Leyla und Samira haben sich schon gut eingelebt

Außerdem habe Leylas Mitbewohnerin das gemeinsame Zimmer besonders schön hergerichtet. Dann erzählt Marianne Hemmes von der Ankunft der kleinen Leyla: „Sie ist  erstmal mit einem sehr offenen Blick durchs Haus gelaufen, hat sich wie selbstverständlich an den Esstisch gesetzt. Wir haben dann zum Beispiel alle zusammen etwas gesungen oder gespielt. Das fand sie auch gleich gut.“

Seit ihrer Ankunft kurz vor Ostern habe sich Leyla jedenfalls schon sehr gut eingelebt. „Ich bin immer wieder erstaunt, wie schnell die Kinder Deutsch lernen“, sagt die Kinderdorfmutter. „Leyla kann sich schon gut verständigen und auch sehr bestimmt ihren Widerspruch kundtun!“

Für kompliziertere Zusammenhänge und für den Anfang benutzt man im Kinderdorf ein „Piktogramm-Buch“.  Dort sind Hunderte von Gegenständen abgebildet. Kinder und Erwachsene können zur Verständigung einfach auf ein Bild zeigen. „Leyla hat anfangs besonders oft auf ein Eis-Symbol gezeigt. Das nahm dann aber etwas überhand“, erzählt Marianne Hemmes lachend. Auch mit den anderen Kindern verstehe sich die Vierjährige gut, besonders die anderen Mädchen im Haus seien darüber begeistert gewesen, „Verstärkung“ zu bekommen. „Kinder nehmen schnell Kontakt auf“, sagt die Kinderdorfmutter.
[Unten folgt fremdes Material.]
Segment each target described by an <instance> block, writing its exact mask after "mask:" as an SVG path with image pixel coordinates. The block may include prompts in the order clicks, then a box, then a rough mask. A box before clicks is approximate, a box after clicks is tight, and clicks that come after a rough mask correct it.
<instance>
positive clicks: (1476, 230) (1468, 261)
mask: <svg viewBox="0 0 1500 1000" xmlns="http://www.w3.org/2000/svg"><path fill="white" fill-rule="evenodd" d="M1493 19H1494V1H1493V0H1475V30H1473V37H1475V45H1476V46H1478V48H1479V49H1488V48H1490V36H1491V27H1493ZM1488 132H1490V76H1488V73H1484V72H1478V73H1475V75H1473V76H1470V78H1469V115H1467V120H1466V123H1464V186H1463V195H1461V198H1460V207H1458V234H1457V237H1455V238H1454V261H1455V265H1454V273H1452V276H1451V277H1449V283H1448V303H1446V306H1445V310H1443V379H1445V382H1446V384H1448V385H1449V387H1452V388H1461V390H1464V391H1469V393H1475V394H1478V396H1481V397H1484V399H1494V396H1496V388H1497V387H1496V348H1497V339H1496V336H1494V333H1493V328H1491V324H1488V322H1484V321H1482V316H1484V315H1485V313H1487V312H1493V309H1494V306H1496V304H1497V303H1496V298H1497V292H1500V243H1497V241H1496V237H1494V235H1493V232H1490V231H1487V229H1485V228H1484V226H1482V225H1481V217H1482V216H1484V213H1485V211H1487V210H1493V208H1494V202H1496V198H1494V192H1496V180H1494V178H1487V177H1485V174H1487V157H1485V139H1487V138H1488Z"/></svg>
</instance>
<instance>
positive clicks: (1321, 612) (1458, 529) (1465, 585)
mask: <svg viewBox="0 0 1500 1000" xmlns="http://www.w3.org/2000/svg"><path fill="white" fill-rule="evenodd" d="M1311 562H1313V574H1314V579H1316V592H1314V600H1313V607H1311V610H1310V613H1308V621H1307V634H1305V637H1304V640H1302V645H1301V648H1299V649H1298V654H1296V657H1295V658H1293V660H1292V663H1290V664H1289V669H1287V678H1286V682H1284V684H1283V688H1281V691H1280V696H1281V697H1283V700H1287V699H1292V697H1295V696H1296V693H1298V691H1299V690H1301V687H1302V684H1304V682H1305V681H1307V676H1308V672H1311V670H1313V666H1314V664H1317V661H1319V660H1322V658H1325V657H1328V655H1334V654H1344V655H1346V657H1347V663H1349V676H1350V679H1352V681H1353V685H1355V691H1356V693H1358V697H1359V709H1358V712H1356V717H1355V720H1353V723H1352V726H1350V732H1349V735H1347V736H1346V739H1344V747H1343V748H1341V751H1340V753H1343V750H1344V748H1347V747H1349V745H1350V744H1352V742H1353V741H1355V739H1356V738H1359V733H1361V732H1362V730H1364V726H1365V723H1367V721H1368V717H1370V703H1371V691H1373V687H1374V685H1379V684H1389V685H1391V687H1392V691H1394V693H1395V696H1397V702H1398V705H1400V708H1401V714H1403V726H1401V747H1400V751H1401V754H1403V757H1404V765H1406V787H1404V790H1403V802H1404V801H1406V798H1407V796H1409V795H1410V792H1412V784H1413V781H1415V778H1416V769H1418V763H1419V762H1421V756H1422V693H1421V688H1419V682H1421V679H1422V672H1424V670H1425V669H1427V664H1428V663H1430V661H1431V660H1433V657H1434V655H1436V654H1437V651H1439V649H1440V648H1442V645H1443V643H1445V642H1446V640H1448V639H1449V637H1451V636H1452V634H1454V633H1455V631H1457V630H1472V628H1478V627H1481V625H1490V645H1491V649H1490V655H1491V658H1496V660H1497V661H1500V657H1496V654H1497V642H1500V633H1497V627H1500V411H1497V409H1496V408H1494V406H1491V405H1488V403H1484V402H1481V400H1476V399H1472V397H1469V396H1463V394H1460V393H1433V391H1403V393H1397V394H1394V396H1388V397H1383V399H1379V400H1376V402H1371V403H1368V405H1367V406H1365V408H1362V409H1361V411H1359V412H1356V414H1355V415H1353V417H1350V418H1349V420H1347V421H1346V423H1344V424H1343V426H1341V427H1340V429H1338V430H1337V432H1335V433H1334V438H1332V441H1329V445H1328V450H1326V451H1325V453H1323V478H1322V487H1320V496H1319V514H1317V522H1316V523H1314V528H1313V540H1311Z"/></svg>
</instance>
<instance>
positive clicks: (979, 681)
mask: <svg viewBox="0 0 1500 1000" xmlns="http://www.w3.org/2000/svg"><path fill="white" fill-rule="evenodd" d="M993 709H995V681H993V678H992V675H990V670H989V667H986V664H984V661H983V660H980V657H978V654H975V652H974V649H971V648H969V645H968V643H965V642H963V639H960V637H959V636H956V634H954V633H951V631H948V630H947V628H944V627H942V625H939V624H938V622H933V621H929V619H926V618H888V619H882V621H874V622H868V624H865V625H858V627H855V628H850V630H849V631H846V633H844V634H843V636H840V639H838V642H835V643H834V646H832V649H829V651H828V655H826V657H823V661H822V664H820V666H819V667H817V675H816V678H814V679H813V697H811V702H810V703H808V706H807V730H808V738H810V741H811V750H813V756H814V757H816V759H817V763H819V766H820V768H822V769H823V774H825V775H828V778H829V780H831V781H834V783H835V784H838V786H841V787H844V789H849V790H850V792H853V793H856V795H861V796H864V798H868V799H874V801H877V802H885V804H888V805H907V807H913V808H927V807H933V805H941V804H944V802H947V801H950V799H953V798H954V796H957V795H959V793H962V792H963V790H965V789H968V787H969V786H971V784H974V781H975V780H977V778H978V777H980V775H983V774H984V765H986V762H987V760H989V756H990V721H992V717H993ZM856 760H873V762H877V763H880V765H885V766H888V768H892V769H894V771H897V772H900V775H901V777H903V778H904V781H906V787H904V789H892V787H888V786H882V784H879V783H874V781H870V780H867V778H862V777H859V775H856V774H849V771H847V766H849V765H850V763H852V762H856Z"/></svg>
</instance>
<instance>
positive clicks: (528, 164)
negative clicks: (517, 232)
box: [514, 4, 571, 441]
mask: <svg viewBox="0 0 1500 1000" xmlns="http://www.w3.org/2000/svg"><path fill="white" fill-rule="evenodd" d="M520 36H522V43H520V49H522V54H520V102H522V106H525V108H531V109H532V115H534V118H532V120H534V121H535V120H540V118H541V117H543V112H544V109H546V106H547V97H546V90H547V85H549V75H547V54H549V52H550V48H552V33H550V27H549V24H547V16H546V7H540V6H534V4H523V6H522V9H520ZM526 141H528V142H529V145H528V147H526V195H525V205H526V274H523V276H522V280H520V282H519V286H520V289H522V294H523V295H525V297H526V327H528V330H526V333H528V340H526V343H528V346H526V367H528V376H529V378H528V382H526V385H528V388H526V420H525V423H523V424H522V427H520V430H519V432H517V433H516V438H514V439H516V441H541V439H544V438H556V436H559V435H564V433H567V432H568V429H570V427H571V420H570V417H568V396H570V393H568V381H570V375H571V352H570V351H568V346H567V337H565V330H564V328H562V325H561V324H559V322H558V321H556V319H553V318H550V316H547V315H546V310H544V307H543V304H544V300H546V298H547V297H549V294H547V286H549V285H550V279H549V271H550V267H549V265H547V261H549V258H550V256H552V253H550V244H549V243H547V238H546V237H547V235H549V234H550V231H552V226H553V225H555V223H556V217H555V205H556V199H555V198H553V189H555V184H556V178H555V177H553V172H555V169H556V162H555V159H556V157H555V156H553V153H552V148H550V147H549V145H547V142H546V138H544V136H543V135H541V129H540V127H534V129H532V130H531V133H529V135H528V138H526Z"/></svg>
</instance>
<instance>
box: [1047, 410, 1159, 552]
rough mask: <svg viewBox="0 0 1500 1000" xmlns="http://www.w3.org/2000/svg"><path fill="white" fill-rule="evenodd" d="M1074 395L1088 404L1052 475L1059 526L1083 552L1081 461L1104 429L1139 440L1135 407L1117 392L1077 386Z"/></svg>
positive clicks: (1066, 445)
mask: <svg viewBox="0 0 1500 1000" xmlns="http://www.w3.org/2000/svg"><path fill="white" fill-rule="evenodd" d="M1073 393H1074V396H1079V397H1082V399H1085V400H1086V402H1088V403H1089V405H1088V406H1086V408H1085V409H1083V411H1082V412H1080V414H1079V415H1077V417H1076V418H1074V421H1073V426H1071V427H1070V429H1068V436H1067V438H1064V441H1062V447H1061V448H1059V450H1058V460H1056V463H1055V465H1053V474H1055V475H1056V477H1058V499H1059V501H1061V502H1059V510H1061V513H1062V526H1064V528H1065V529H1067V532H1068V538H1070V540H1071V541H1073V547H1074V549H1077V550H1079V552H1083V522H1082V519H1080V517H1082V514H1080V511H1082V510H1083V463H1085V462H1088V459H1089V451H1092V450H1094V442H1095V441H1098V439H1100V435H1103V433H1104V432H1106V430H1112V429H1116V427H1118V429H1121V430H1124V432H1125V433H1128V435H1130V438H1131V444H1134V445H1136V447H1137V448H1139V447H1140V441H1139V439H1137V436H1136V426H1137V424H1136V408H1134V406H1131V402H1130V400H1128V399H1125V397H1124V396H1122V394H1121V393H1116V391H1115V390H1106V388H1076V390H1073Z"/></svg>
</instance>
Spezielles Team zur Betreuung von Flüchtlingskindern gebildet

Spielen, Spaß und eine unbeschwerte Kindheit haben: Das war in den vergangenen Jahren für die beiden Flüchtlingsmädchen kaum möglich. „Da sind ja Familien zerbrochen, es gibt Kriegstraumatisierungen“, sagt Susanne Gonswa vom Kinderdorf. „Das stellt uns alle natürlich auch vor ganz neue fachliche Herausforderungen.“

Deshalb gebe es seit einiger Zeit ein sogenanntes „Tîma-Team“ („Tîma“ ist kurdisch und bedeutet „Mannschaft“). Dieses Team kümmert sich speziell um die Probleme, die im Zusammenhang mit Flüchtlingskindern aufkommen. Einerseits kümmern sich die Helfer des Teams ganz praktisch um die komplizierten Formalitäten mit den Ämtern, andererseits betreuen sie die Kinder  und geben die dringend benötigte Sprachförderung. Dies sei eine große Entlastung für die Kinderdorfeltern.

So soll Leyla, Samira und den anderen  in Bethanien eine normale Kindheit in Deutschland ermöglicht werden. Die Maifeier in Bethanien ist ein Stück dieser Normalität für die Kinder.